4. I’ll also note that this premise is positing an extremely intense level of capability. Indeed, I suspect that many people’s skepticism re: worries about AI takeover stems, in significant part, from skepticism that these levels of capability will be in play – and that if they really conditioned on premise (2), and took seriously the vulnerability to AI motivations it implies, they would become much more worried.

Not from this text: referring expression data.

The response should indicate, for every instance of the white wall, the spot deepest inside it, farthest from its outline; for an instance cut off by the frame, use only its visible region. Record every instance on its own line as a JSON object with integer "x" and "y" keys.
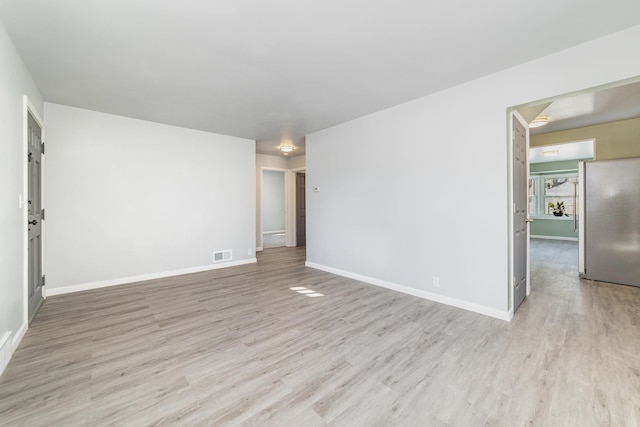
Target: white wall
{"x": 422, "y": 189}
{"x": 15, "y": 82}
{"x": 127, "y": 197}
{"x": 273, "y": 203}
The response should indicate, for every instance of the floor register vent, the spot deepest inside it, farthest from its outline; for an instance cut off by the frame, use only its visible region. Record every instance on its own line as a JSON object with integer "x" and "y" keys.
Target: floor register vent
{"x": 221, "y": 256}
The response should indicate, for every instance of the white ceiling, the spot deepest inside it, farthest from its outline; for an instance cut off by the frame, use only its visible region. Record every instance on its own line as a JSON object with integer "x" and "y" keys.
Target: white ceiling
{"x": 280, "y": 69}
{"x": 591, "y": 108}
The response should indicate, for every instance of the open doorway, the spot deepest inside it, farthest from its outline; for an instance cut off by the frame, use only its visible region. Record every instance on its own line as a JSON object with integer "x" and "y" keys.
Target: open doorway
{"x": 273, "y": 209}
{"x": 594, "y": 124}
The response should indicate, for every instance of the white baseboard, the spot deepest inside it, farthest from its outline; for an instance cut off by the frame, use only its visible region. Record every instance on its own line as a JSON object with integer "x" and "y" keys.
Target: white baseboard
{"x": 570, "y": 239}
{"x": 144, "y": 277}
{"x": 17, "y": 338}
{"x": 9, "y": 344}
{"x": 476, "y": 308}
{"x": 5, "y": 351}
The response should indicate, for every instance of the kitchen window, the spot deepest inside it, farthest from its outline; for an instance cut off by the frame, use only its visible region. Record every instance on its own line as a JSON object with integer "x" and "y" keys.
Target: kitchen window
{"x": 552, "y": 188}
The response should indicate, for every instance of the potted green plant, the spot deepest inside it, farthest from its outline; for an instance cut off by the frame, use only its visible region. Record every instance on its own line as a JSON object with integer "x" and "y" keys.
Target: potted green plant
{"x": 558, "y": 209}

Most motivational systems that satisfy the goal-content prerequisites (i.e., consequentialism and adequate temporal horizon) will be at least some amount ambitious relative to the best benign alternative. That is, relative to the best non-takeover option, they’ll see at least some additional value from the expected results of having successfully taken over, at least setting aside what they’d have to do to get there.
1. Here the basic idea is something like: by hypothesis, the AI has at least some motivational focus on some outcome in the world (consequentialism) over the sort of temporal horizon within which takeover can take place (adequate temporal horizon). After successful takeover, the thought goes, this AI will likely be in a better position to promote this outcome, due to the increased power/freedom/control-over-its-environment that takeover grants. Thus, the AI’s motivations will give it at least some pull towards takeover, at least assuming that there is a path to takeover that doesn’t violate any of the AI’s “inhibitions.”

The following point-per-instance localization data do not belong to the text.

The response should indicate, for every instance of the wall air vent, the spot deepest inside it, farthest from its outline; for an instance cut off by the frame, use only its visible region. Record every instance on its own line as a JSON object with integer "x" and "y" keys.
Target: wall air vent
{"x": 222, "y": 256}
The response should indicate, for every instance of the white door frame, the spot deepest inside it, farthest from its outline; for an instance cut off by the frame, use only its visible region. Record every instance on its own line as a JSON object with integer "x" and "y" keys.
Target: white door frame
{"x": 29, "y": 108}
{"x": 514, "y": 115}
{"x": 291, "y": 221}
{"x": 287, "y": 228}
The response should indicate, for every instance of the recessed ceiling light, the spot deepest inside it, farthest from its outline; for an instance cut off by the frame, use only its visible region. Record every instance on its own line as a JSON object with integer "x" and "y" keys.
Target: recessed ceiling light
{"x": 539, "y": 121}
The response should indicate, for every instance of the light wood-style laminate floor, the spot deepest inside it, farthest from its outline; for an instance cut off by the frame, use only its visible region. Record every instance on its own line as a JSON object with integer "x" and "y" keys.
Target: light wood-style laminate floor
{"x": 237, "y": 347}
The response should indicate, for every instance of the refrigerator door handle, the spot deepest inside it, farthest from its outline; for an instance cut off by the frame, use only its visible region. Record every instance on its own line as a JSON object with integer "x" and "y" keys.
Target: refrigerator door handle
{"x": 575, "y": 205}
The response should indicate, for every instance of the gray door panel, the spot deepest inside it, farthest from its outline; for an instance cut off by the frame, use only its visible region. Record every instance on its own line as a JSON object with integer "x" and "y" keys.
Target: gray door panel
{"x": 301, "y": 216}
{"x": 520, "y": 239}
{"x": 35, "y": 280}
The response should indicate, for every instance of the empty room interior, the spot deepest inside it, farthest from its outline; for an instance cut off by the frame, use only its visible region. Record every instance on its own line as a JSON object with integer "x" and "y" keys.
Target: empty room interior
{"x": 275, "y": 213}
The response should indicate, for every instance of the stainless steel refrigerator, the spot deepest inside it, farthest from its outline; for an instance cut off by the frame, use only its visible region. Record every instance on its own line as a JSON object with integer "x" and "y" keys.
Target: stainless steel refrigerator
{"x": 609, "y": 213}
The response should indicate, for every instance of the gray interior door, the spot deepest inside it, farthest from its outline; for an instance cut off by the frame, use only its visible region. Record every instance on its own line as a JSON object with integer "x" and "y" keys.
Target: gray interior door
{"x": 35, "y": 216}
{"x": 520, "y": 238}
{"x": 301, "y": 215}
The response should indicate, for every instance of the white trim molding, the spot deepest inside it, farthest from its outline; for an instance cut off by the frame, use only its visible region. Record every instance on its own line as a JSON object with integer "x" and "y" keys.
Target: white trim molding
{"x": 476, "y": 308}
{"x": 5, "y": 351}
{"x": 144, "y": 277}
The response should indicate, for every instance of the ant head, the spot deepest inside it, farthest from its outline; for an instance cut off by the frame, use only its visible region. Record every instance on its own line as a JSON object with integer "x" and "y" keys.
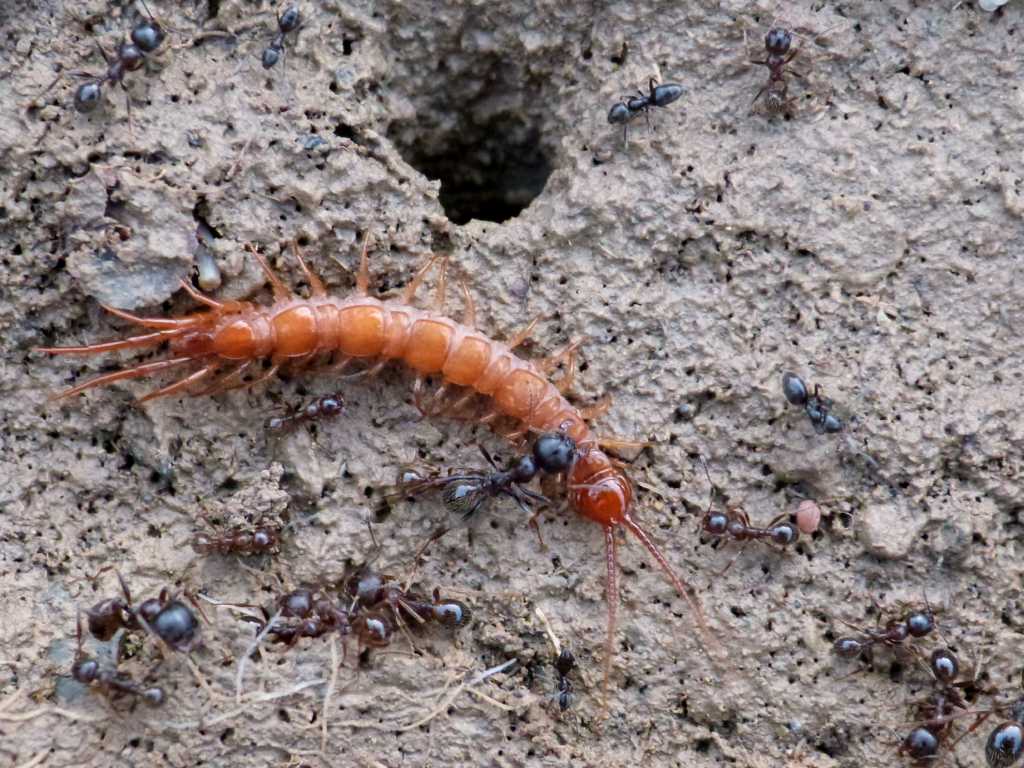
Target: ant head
{"x": 795, "y": 389}
{"x": 944, "y": 665}
{"x": 619, "y": 114}
{"x": 921, "y": 623}
{"x": 87, "y": 96}
{"x": 452, "y": 613}
{"x": 176, "y": 626}
{"x": 147, "y": 36}
{"x": 921, "y": 743}
{"x": 848, "y": 647}
{"x": 783, "y": 535}
{"x": 1005, "y": 745}
{"x": 289, "y": 20}
{"x": 777, "y": 41}
{"x": 554, "y": 452}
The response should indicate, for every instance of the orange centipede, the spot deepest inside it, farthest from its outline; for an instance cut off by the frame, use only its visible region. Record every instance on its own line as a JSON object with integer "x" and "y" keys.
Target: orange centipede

  1. As an example of this type of reasoning in action, consider the case, in Bostrom (2014), of an AI tasked with making “at least one paperclip,” but which nevertheless takes over the world in order to check and recheck that it has completed this task, to make back-up paperclips, and so on.^[11] Here, the task in question is not especially resource-hungry, but it is sufficiently consequentialist as to motivate takeover when takeover is sufficiently “free.”
  2. But the silliness of this example is, in my view, instructive with respect to just how “free” Bostrom is imagining takeover to be.

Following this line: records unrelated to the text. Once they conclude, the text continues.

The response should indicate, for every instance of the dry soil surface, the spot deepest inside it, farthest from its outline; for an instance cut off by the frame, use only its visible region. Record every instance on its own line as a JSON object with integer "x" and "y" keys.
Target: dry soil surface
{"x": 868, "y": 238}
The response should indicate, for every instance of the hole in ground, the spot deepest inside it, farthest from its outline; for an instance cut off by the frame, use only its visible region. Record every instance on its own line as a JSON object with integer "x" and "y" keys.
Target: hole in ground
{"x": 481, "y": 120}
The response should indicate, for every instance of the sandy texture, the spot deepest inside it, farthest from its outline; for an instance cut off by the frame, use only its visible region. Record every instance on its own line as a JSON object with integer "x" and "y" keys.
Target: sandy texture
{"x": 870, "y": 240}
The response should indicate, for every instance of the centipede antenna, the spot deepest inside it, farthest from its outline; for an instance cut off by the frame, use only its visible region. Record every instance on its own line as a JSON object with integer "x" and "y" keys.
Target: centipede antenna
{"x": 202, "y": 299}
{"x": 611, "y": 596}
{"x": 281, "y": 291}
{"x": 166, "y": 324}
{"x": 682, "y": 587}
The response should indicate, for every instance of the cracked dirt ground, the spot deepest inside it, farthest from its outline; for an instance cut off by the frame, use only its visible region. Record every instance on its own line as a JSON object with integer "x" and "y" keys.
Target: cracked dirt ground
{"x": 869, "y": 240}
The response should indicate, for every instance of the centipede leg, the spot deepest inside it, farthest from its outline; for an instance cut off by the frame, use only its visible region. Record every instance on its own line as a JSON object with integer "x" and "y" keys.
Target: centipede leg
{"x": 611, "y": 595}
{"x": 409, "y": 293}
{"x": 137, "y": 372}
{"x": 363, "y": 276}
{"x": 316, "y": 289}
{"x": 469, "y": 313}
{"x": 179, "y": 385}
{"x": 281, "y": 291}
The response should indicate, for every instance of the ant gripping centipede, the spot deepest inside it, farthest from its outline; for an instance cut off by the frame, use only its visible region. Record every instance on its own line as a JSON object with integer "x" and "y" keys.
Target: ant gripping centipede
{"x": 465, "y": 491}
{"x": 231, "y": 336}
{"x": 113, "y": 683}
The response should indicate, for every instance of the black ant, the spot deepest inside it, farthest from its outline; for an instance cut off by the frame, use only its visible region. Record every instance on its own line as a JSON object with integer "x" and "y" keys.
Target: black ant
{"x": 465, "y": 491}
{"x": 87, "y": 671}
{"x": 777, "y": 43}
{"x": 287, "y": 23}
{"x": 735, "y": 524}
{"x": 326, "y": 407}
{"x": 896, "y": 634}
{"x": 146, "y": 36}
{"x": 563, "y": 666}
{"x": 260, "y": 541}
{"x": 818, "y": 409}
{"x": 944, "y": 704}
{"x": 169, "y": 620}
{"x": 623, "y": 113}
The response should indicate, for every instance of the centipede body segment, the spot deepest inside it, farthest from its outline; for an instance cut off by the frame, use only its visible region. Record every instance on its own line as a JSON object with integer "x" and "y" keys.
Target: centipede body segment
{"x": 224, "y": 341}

2. Note, though, that even granted premises (1) and (2), it’s not actually clear the premise (3) follows. Here are a few of the issues left unaddressed.
  1. First: the question isn’t whether the AI places at least some value on some kind of takeover, assuming it can get that takeover without violating its inhibitions. Rather, the question is whether the AI places at least some value on the type of takeover that it is actually available.
    1. Thus, for example, maybe you’d place some value on being handed the keys to a peaceful, flourishing kingdom on a silver platter. But suppose that in the actual world, the only available paths to taking over this kingdom involves nuking it to smithereens. Even if you have no deontological prohibitions on killing/nuking, the thing you have a chance to take-over, here, isn’t a peaceful flourishing kingdom, but rather a nuclear wasteland. So our assessment of your “ambition” can’t focus on the idea of “takeover” in the abstract – we need to look at the specific form of takeover that’s actually in the offing.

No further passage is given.